Background: Although the timing of allergen-induced bronchoconstriction is well defined, there is little information about the kinetics of allergen-induced leukocyte infiltration in asthma and its comparability between human and animal models of asthma.
Objective: To investigate systematically allergen-induced leukocyte infiltration into the airway lumen in human and experimental asthma by using bronchoalveolar lavage.
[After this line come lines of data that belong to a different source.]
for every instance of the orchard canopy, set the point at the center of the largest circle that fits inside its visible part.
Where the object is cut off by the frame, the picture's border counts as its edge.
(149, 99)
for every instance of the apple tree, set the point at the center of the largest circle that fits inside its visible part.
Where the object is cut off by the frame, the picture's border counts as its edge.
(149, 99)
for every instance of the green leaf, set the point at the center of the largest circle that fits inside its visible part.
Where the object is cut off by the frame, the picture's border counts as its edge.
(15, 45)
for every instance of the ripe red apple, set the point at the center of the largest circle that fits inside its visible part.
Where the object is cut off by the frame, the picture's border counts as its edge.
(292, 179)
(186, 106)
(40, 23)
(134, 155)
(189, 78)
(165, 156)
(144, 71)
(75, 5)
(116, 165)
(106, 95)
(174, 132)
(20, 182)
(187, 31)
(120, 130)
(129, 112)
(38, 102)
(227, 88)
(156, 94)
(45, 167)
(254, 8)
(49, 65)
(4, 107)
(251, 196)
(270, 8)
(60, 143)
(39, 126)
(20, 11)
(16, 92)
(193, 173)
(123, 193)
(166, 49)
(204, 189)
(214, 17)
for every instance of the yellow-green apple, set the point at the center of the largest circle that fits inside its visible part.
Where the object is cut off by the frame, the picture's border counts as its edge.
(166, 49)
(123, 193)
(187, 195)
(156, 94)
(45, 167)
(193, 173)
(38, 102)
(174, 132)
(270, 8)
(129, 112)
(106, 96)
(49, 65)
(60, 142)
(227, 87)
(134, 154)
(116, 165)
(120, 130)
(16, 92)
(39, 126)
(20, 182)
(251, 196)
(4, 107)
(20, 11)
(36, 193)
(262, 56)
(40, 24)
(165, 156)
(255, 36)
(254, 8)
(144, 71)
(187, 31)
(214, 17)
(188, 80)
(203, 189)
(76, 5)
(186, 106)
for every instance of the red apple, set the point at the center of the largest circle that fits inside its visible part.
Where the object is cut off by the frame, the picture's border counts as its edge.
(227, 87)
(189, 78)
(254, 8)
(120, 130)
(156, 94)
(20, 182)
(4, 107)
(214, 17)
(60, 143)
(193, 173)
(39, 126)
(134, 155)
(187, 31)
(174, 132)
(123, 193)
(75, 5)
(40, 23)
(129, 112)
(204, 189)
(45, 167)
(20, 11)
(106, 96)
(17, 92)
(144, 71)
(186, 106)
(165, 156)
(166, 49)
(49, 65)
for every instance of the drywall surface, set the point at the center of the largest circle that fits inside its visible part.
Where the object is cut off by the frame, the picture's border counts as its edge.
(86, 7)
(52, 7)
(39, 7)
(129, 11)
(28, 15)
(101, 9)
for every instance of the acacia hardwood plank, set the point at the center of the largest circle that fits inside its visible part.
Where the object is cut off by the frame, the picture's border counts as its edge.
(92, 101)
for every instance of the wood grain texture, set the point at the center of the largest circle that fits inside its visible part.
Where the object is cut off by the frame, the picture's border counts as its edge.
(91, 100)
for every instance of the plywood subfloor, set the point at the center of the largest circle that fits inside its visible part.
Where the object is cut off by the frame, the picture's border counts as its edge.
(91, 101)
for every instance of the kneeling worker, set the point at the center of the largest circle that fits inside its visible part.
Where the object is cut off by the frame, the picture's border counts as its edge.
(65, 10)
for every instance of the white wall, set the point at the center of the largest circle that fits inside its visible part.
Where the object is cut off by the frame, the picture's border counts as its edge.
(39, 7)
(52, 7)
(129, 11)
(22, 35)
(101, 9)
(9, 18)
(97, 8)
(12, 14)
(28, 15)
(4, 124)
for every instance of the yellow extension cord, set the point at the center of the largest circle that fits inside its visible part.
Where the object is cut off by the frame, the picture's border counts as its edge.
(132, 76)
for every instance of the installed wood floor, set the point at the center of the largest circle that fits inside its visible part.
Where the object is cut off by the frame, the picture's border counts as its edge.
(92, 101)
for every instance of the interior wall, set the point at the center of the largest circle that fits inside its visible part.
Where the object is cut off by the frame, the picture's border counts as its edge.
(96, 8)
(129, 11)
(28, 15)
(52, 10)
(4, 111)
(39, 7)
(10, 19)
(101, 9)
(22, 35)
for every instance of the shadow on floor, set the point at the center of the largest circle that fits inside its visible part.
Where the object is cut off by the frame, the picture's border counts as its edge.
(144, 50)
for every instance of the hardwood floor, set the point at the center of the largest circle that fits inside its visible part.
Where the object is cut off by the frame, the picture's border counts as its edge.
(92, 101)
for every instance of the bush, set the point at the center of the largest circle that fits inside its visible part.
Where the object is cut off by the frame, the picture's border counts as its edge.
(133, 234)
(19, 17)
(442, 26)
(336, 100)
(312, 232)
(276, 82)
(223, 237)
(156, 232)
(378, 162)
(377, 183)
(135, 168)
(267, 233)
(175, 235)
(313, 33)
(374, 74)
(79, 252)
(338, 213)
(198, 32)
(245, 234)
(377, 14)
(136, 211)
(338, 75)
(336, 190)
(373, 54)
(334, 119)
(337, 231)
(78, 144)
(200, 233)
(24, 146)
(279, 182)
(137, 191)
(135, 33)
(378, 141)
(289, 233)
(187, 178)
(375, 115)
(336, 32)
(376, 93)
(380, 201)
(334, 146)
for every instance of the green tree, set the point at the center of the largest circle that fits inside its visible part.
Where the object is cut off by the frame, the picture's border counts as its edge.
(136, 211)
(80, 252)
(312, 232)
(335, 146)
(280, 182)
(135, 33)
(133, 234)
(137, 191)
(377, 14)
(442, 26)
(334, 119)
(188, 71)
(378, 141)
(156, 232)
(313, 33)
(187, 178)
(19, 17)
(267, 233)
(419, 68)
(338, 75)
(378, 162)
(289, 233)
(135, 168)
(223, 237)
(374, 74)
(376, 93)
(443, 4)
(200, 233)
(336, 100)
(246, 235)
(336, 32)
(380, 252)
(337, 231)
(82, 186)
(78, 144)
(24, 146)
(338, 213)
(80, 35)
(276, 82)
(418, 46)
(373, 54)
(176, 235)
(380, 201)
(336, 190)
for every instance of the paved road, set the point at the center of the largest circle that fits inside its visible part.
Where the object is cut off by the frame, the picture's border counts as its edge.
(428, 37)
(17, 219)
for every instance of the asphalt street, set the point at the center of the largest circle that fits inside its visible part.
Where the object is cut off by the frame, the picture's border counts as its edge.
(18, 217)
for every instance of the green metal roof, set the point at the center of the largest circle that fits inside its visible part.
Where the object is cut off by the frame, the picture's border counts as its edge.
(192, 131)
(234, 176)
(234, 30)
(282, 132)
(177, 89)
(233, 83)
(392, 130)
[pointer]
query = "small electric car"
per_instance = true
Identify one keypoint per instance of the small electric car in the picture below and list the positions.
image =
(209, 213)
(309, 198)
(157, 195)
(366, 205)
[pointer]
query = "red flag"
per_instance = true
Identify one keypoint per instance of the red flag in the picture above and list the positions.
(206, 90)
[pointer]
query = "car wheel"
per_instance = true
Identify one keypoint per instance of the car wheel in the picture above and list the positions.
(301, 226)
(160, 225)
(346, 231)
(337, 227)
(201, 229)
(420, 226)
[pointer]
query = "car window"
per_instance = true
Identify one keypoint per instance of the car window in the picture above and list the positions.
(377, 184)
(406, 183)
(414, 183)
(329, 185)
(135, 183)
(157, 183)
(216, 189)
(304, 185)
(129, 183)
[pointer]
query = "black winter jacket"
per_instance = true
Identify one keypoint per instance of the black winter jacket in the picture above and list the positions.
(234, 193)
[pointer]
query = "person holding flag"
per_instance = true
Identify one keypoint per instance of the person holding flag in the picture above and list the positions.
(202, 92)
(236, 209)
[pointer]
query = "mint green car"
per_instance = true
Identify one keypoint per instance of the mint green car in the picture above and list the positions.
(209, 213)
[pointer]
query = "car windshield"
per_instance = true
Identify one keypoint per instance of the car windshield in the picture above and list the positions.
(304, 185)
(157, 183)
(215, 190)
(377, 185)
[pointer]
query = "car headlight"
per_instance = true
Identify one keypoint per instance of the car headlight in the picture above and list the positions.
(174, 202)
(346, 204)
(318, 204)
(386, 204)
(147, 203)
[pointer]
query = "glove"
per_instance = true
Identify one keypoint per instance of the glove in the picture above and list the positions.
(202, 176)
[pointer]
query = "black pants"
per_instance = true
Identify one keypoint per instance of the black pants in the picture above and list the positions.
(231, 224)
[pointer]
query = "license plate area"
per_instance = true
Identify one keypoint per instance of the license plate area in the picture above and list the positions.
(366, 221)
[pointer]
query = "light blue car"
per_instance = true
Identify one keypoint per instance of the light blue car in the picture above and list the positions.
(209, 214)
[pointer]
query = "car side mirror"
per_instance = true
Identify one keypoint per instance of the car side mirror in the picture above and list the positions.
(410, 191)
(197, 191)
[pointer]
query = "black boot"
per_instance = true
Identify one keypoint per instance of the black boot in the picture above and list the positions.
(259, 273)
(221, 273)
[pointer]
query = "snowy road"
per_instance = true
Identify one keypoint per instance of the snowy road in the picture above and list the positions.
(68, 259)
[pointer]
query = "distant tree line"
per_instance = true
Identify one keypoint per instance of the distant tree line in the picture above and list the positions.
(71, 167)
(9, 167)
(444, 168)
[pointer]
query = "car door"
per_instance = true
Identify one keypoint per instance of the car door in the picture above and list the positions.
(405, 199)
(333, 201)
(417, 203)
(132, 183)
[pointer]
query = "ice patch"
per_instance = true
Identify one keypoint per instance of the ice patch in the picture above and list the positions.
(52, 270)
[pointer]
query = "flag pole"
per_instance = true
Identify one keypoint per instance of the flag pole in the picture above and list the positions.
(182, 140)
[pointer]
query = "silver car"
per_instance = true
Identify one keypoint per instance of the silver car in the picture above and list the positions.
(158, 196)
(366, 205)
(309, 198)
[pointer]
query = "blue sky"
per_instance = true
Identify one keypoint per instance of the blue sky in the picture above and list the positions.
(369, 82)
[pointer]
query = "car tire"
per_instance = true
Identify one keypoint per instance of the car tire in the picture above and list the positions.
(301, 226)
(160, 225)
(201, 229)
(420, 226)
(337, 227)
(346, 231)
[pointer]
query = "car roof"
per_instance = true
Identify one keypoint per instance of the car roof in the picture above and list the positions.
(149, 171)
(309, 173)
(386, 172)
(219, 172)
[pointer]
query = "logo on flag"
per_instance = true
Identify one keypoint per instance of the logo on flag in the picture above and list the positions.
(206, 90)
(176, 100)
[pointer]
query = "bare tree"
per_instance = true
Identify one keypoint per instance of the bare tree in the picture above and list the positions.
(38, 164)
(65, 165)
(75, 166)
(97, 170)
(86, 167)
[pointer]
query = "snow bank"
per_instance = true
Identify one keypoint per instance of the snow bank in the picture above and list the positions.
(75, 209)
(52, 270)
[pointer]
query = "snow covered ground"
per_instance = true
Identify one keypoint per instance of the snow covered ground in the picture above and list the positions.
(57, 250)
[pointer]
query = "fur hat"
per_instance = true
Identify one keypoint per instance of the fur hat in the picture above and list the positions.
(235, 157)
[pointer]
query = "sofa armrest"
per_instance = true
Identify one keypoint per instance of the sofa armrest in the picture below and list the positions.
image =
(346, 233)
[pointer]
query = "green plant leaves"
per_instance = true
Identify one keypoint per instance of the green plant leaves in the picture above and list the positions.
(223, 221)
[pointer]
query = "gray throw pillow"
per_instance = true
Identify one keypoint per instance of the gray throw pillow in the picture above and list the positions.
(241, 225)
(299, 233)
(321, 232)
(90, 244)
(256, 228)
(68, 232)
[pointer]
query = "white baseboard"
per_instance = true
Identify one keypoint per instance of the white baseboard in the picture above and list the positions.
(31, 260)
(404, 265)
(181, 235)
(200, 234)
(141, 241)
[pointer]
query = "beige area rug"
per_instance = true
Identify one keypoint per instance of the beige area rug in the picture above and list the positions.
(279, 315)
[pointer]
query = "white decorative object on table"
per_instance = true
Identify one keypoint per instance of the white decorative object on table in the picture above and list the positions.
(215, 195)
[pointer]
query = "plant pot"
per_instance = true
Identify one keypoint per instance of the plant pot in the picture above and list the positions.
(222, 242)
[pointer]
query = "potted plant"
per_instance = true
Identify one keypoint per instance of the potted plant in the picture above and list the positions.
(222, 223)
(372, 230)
Methods: Patients with allergic asthma were lavaged at different time points as long as 1 week after segmental allergen challenge. Allergen-sensitized mice were lavaged as long as 3 weeks after allergen challenge. Differential cell counts, lymphocyte subsets, and cytokines were assessed in bronchoalveolar lavage fluid.
Results: In both models, neutrophil infiltration was a relatively early event (maximum: 18 hours after challenge). In contrast, eosinophil infiltration peaked 42 hours (human model) to 4 days (mouse model) after allergen challenge, paralleled by an IL-5 peak in this period. There were elevated macrophage counts over a period of several days after allergen challenge in both models. Lymphocytes (predominantly CD4+ T cells) peaked 18 hours after challenge in the human model, but not until 2 weeks after challenge in the murine model.
Conclusion: Early neutrophil accumulation (within hours after challenge) and delayed eosinophil accumulation (within days after challenge) in the airway lumen are common features of allergen-induced airway inflammation, whereas lymphocyte kinetics are dependent on the asthma model.
Clinical implications: Similarities in the infiltration kinetics of granulocytes after allergen challenge suggest a common role for these cells in asthma, whereas the presumed orchestration of allergic inflammation by lymphocytes appears to differ between the models.